Saving Koala Habitat in NSW

Sadly, koalas in NSW are facing a dire future. They are facing a range of threats to their survival, from habitat loss and climate change, to disease, genetic diversity, and bushfires. Findings from the NSW Legislative Council inquiry in 2020 concluded that without action, Koalas in NSW could be extinct by 2050. 

Koalas are an iconic Australian animal that attract admirers from all over the world. But aside from their adorable appearance, koalas play a key role in our bushland. They can eat up to a kilogram of Eucalyptus leaves a day, “helping to control plant growth, balance the forest ecosystem and support forest life for insects and birds“. 

So what can we do to ensure their survival in the Australian landscape?

Habitat Solutions has begun collaboration and implementation of conservation actions for Koalas on some recent projects through the creation of Vegetation Management Plans (VMP’s) and revegetation using Koala Feed Trees with local provenance.

This is all being done in alignment with the NSW Government’s $190m investment into a targeted Koala Strategy working towards the long-term goal of doubling Koala numbers in NSW by 2050. 
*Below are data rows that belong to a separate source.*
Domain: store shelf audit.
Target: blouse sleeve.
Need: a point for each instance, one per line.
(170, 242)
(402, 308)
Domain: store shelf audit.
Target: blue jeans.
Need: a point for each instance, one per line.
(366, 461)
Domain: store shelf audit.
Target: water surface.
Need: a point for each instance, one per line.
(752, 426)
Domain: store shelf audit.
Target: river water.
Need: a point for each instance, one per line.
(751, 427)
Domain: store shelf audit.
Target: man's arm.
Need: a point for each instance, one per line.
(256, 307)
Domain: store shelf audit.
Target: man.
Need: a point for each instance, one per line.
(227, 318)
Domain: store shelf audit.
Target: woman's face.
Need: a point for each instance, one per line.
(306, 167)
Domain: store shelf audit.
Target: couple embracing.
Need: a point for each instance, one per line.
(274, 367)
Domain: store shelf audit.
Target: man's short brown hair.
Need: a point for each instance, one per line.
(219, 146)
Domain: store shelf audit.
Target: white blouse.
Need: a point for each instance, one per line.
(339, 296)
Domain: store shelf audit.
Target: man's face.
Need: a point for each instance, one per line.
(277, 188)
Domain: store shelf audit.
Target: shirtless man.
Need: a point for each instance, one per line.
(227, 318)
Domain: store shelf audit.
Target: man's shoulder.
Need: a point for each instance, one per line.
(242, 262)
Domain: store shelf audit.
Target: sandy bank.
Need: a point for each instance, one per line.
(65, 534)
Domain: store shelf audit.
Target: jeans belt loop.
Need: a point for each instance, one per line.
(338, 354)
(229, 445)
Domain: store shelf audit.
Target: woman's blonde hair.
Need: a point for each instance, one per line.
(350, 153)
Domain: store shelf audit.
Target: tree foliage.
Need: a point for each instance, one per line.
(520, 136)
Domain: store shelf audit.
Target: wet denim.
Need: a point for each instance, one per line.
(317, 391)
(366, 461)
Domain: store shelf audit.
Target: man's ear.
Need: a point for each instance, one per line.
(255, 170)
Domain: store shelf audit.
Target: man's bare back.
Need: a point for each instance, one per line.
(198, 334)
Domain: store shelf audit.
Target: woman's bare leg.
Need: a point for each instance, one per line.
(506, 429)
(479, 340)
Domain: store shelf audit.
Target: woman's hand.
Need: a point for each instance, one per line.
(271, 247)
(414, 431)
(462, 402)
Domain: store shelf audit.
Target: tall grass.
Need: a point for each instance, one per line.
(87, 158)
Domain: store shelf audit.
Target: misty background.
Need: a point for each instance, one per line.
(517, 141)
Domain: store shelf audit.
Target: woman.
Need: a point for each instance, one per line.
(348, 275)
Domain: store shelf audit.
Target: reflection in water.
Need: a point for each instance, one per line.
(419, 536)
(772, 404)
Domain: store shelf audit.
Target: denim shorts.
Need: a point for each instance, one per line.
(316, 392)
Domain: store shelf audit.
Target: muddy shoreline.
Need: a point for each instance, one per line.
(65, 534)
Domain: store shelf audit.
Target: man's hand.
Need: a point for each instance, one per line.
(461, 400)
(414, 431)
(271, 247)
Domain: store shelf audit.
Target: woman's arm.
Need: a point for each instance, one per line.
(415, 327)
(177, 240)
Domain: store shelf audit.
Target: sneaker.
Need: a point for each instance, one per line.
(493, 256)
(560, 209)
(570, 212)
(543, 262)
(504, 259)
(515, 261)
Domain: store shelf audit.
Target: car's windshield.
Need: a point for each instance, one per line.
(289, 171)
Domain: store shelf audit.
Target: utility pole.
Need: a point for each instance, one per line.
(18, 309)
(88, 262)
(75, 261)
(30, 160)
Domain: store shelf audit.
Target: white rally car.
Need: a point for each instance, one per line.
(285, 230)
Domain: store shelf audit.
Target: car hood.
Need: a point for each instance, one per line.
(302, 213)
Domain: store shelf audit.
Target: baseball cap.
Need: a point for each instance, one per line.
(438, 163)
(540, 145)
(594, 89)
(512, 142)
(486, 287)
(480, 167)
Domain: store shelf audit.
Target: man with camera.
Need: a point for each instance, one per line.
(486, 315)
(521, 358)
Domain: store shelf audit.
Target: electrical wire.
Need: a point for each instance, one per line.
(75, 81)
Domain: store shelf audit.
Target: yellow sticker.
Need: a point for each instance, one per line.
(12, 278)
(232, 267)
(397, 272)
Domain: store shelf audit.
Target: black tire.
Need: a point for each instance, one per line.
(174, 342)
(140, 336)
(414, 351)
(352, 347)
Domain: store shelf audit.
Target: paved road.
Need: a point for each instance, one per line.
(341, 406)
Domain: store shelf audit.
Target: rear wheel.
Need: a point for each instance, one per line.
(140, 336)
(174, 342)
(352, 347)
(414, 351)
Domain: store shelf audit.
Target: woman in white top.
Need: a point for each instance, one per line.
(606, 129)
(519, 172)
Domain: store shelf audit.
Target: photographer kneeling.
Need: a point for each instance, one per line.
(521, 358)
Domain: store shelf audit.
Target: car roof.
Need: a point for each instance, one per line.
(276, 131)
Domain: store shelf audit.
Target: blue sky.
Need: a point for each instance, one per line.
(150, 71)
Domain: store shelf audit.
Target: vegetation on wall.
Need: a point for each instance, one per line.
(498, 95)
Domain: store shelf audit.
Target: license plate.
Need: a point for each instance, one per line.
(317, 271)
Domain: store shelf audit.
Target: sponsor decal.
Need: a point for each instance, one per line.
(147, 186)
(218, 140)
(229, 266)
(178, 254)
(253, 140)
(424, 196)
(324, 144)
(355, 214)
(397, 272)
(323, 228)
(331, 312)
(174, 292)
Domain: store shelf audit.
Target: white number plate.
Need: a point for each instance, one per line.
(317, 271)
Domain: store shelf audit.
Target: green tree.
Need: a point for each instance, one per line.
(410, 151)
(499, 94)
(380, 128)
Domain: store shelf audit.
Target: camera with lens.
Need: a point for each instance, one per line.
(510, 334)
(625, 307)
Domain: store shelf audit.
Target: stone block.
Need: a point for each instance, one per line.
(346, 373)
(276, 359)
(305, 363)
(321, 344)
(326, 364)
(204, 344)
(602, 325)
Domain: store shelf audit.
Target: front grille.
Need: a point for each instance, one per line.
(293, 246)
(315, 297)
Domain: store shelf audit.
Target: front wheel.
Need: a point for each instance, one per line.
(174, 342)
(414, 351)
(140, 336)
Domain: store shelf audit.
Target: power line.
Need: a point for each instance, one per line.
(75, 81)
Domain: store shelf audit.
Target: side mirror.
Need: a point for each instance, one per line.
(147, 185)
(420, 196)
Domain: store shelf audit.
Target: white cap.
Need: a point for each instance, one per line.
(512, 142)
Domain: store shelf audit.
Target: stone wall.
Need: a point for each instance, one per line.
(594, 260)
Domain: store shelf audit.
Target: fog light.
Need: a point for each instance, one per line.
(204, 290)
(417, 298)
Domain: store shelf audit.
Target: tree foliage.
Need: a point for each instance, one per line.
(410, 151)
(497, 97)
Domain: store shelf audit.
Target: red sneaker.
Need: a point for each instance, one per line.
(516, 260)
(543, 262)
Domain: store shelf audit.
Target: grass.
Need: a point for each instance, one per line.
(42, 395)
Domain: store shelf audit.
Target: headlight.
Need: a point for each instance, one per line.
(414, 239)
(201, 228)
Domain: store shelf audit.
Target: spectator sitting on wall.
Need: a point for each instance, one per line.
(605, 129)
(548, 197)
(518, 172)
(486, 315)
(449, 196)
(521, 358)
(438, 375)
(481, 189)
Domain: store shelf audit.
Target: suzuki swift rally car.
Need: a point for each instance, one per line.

This initial 5-year investment is based on four pillars outlined by the NSW Government, with their key targets listed below:

Pillar 1: Koala Habitat Conservation

    • $107.1 million to fund the protection, restoration and improved management of 47,000 hectares of koala habitat
    • 22,000 ha of koala habitat protected
    • 25,000 ha of koala habitat restored
    • One area of Outstanding Biodiversity Value and 20 Assets of Intergenerational Significance for koalas secured


Pillar 2: Supporting Local Communities to Conserve Koalas

    • $19.6 million to fund partnerships across NSW
    • Up to 8 regional partnerships with local councils and conservation groups
    • 10 koala stronghold areas better secured
    • At least 10 councils supported to develop koala habitat maps


Pillar 3: Improving the Safety and Health of Koalas

    • $23.2 million to remove threats, improve health and rehabilitation, and establish a translocation program
    • At least 10 vehicle strike hotspots addressed
    • Up to 8 translocation projects implemented
    • More than 500 vets and vet nurses to receive wildlife care training


Pillar 4: Building our Knowledge of Koalas

    • $43.4 million to fill knowledge gaps and better understand NSW Koalas populations
    • Baseline surveys in up to 50 populations
    • Ongoing monitoring at a minimum of 20 sites
    • Koala genetic diversity mapping
    • Priority research continued


You can read more on the above here.

We hope that by partnering with private and government sectors alike who are taking steps towards achieving conservation goals, that we can make a significant difference to the welfare of koalas now and into the future.